那元哥哥怎么也有?李询又咬了一口,边动着嘴巴边抬眼看向身侧的拿着甜食的元望琛,收回目光对李诏说,是买来给我俩尝的。
或是说者无心,听者有意。李诏不好意思去瞧元望琛是什么表情,只听见摊主见缝插针地糊弄着一大一小两位男儿郎。
摆明了要让元望琛掏出铜钱来讨别人家的弟弟欢心。
他也就是一时兴起,今日买了乐一阵子,明天就丢到一边了。李诏拆台,不想让人破费。
不过几个铜板,让他开心下又有何不可?元望琛没有弟弟,好似执意要做一回合格的兄长。
李询要被你们这些人宠坏的。李诏无奈叹气道。
实则夜里的风比之白日更甚,只是在人来人往的闹市街上,三个人挨在一块,显得冬夜不那么冷冽。元望琛见李诏缩了缩脑袋躲进大氅里,他付了钱把兵器小模型递给李询,摸了摸他的头却是与李诏道:汤婆子带了么?
李诏这才想起昨日他塞了一个黄铜的汤婆子给她,方才还用过,还没还呢。
那东西随身带着也不方便,过一会也放冷了。平日在马车上我都备着的,你那个等会回去还你,李诏攥住李询的手,反正小孩子手热哈哈的,我也不冷。
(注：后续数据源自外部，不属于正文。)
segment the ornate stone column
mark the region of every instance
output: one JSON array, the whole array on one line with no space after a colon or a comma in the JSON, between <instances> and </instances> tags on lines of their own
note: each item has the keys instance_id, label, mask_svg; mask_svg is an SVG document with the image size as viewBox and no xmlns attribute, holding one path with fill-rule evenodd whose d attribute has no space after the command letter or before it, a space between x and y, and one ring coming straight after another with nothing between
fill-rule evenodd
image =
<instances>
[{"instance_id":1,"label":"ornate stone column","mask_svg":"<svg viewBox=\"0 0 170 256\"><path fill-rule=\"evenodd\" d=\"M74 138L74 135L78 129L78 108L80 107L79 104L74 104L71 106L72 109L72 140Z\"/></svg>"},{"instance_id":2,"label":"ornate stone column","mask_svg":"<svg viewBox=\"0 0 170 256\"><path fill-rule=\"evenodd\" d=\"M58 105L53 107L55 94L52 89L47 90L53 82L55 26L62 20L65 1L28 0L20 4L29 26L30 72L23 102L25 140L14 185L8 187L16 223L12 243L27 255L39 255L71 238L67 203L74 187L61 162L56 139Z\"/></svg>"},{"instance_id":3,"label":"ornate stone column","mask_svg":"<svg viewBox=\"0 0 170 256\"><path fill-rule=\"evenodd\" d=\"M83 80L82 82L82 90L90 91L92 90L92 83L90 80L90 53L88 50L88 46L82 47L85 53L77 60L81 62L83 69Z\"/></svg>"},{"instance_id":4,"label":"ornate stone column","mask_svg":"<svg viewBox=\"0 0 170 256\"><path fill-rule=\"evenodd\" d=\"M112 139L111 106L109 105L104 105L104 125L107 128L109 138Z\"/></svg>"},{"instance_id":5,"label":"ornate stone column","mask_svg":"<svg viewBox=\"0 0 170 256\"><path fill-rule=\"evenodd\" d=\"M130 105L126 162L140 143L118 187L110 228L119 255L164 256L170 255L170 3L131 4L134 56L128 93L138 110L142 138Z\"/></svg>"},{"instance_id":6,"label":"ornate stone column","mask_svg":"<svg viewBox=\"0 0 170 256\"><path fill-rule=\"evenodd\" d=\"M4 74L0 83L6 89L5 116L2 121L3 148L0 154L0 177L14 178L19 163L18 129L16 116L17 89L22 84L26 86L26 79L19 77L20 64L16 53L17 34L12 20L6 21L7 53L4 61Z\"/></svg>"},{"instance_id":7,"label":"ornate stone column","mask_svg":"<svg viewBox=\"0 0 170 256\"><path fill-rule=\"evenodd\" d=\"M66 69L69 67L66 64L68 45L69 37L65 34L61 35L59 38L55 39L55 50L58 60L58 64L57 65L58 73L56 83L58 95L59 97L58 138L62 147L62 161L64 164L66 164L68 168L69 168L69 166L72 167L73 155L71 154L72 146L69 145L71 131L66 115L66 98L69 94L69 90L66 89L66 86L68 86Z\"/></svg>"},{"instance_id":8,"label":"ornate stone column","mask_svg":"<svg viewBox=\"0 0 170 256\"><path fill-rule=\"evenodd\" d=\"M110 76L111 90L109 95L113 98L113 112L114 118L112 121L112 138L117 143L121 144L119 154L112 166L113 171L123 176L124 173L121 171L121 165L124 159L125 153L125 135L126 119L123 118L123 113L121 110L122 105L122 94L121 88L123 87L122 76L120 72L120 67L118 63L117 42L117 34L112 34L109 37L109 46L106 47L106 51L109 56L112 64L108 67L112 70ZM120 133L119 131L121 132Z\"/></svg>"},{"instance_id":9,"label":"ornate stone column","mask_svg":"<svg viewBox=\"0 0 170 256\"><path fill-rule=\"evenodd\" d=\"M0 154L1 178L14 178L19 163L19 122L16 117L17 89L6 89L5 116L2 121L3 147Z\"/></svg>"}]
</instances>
而却被自家弟弟挣脱开,显然他的双手宁愿摸着冷兵器也不愿给李诏取暖。偏偏此刻他好似理直气壮地道:好哇,阿姊把我当汤婆子使呐!李询气鼓鼓地翘着嘴巴,元哥哥的手比我热,你用他去!把元望琛的手扯了过来,又躲到了他的后面。
两只手被不由分说地撞在了一起,李诏只觉得冻僵的手被撞得关节生疼,还没来得急逃开,就被人一下子牵住。
那是与柔软的孩童的小手全然不同的触觉。
心口似是触电一般,李诏半只手臂霎时酥麻,她怕人觉察出异样,想挣脱却被牢牢牵住。
知自己没这个力气,索性也就由着自己性子来了,拉手就拉手吧。
当下,每走一步,李诏都觉得有点轻飘飘的,似踩在云雾上。
两手交握,藏在冬日宽大的袖袍里。
李询说的没错,某人的手确实比他要暖和多了。
别过脸的少年眼底深晕渐浓,光看侧脸寡淡疏离好似与平日无异,然稍稍上翘了一分的嘴角还是叫人找出了纰漏,竟然让人有一瞬间的错觉,以为他是个温柔达理好相与的公子。
吴山街市上的灯光明明暗暗,缓缓将夜色交融。
与鸣锣打鼓吹唢呐的喧闹庙会大相径庭的是,即便在如此闹腾的周遭,心跳声还是能从指尖传递,彻底地出卖了少年,扯去他的从容面具,露出了他的不安局促。